POR UMA ONU DOS DADOS
Há décadas anunciada, a grande revolução da Inteligência Artificial (IA) chegou finalmente ao patamar do debate generalizado na sociedade. Personalidades com nome na praça apelaram a que se parasse a vaga, como se fosse possível proibir a evolução científica e tecnológica, esquecendo que a travagem do desenvolvimento da ciência com bom propósito escancara as oportunidades e as vantagens comparativas, ainda que ilegais, de quem a desenvolve para manipular, controlar e destruir as raízes da evolução milenar da humanidade.
Até muito recentemente, na avaliação do impacto da IA o conceito-chave foi o tratamento automático, ou seja, a dimensão artificial. Nesse contexto, era apropriado dizer que as máquinas não tinham emoções e, em consequência, apenas podiam emular os comportamentos humanos, ainda que o pudessem fazer com muito mais eficácia e eficiência. Dizia-se então com fundamento que muitas tarefas repetitivas e estruturadas estavam condenadas a serem desempenhadas por robots artificialmente inteligentes.
A aceleração tecnológica, a velocidade de processamento, o disparar dos recursos de conectividade quase ilimitada e instantânea, a geração exponencial de dados acessíveis e a capacidade humana de desenvolver algoritmos cada vez mais potentes soltou o balão e tornou a IA generativa.
O foco no artificial passou, através da aplicação da inteligência científica e digital, para a capacidade das máquinas devidamente municiadas do software de nova geração gerarem novas combinações, novas avaliações e novas conceções. Chegámos assim ao espantoso mundo das máquinas que falam e que escrevem, que respondem e que pensam, embora ainda estejam na fronteira limite de serem capazes de pensar o pensamento, nódulo existencial supremo que diferencia o humano do humanoide.
Essa fronteira, no entanto, não é inexpugnável. A partir da IA que gera, emergirá a IA que regenera, ou seja que elabora sobre o que é gerado e cria novas realidades e novas abordagens sistémicas, que nas piores distopias podem não deixar espaço para a humanidade tal como a conhecemos.
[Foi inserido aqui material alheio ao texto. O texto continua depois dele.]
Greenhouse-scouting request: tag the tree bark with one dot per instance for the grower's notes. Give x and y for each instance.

Chegou o tempo de agir. Não o tempo do espanto ou da negação, mas o tempo da ação. Não obstante o balão estar solto, ainda está ligado a nós por um fio de prata. O fio dos dados e dos propósitos com que os usamos. Se formos tendencialmente bons, teremos ferramentas que nos ajudarão a ser melhores. Se formos tendencialmente maus teremos ferramentas que nos ajudarão a ser piores.
O novo verbo são os dados. A internet é cada vez menos o espaço de liberdade que já foi e cada vez mais um território demarcado na geopolítica emergente. Se assim é com o mensageiro, assim será também com a mensagem, se não conseguirmos criar um património comum da humanidade no acesso aos dados fundamentais para fazer face aos grandes desafios globais. Precisamos, mais do que nunca, de uma Organização das Nações Unidas para salvaguardar esses dados. Para salvaguardar o nosso futuro coletivo.